/ESKonHPC

Repository of scripts for spinning up a personal instance of ElasticSearch and Kibana on HPC infrastructure

Primary LanguagePythonMIT LicenseMIT

ElasticSearch+Kibana on HPC Infrastructure

Repository of scripts for spinning up a personal instance of ElasticSearch and Kibana on HPC infrastructure (i.e., on Slurm)

Setup Workflow

  1. Download ElasticSearch and Kibana and decompress and create simlinks to support upgrades
    • Run bash download.sh
  2. Update run-es.sbatch to correct path
  3. Run run-es.sbatch to start ElasticSearch and Kibana.
    • See slurm.log for port forwarding
  4. Create your index with mappings for tweet metadata
    • python createIndex.py http://localhost:<ESPORT> <index_name>
  5. Push tweet data to ElasticSearch
    • python postTwitter.py http://localhost:<ESPORT> <index_name> <tweet_path.json
  6. Access Kibana and set up your index pattern
    • Create SSH tunnel to HPC, and visit http://localhost:<KPORT>, go to Management, and follow steps to point Kibana at the index index_name you created
  7. Happy searching

Setting Up Your Index

The second to last step above says to go to the Management tab and set up your index. This process tells Kibana what dataset it needs to search and how it can interpret the time data in the create_at field in Twitter data (or whatever field in your data has date information).
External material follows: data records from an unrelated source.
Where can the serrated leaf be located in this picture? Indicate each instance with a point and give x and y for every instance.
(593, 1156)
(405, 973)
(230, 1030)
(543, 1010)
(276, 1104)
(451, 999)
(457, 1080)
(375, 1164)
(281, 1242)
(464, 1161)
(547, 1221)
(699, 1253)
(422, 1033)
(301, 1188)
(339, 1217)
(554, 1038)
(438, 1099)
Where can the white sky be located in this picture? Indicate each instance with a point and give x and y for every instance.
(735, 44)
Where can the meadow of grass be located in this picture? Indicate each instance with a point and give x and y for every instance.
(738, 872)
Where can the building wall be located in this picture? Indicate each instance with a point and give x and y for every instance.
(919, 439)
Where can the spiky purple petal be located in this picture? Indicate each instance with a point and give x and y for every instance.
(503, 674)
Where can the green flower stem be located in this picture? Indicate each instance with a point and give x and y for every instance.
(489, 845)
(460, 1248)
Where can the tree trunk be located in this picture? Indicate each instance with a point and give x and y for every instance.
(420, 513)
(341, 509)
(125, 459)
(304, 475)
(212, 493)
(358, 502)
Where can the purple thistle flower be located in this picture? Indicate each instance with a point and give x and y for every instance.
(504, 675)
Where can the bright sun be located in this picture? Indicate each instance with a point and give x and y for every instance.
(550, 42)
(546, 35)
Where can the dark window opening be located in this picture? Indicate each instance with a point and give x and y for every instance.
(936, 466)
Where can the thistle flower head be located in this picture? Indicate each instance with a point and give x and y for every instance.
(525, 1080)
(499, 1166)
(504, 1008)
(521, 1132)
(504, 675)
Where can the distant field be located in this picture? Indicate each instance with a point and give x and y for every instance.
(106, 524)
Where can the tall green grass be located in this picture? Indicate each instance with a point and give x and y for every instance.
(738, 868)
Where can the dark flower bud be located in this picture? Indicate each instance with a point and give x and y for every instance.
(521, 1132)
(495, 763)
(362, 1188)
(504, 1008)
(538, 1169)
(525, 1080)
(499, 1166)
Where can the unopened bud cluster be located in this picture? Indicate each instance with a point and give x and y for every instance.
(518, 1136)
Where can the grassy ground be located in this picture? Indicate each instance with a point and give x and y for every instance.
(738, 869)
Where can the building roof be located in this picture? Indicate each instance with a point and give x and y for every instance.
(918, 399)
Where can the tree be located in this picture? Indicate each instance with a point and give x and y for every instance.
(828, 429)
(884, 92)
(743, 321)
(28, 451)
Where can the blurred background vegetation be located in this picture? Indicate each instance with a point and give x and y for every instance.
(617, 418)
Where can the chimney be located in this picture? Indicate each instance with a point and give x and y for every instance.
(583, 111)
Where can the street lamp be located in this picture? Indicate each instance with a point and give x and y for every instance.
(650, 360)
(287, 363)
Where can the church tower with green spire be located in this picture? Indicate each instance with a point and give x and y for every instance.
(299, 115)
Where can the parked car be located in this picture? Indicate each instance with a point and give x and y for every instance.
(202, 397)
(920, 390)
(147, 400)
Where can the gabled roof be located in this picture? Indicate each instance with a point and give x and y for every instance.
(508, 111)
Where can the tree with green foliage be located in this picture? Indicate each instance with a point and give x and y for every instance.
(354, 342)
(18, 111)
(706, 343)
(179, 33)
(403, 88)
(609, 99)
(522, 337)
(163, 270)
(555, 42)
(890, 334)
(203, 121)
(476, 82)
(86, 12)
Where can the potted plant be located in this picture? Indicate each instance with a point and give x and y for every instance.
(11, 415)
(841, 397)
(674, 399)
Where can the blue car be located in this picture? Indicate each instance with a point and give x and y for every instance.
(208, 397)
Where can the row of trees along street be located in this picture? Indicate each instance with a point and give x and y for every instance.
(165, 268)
Screenshots of the process follow:

  1. Point your browser to Kibana. You'll first see landing page
  2. Click Management and go to Index Patterns. index pattern
  3. You'll now be asked to create an index patten for whatever indices you have in your ElasticSearch setup. Use the index name you created during setup and type it in to the text box. create index pattern
    • The pattern supports wild cards and the like, so you can have one Kibana pattern for multiple indices (useful when you break down indices by day or month).
  4. One of Kibana's real powers comes in handling time series. To enable this, you need to tell Kibana what field has your time data. If you're using Twitter data, select created_at from the dropdown box. time field

Searching in Kibana

Now that you've set up Kibana, you can search your data. Some helpful screenshots for this follow:

  1. You mainly search via the Discover section. When you first go here though, Kibana may say there's no data. This lack of data is a result of Kibana's default timeframe filter (Last 15 Minutes). You'll want to change that to cover whatever date range your date covers. search landing
  2. You can select from several pre-configured options or use your own range. I often use Last 5 Years timeframe
  3. Your data should appear now! data

Building Maps in Kibana

Kibana has a lot of visualization capability built into it. One really nice one is its mapping feature if your data already has geolocation (i.e., GPS) data available.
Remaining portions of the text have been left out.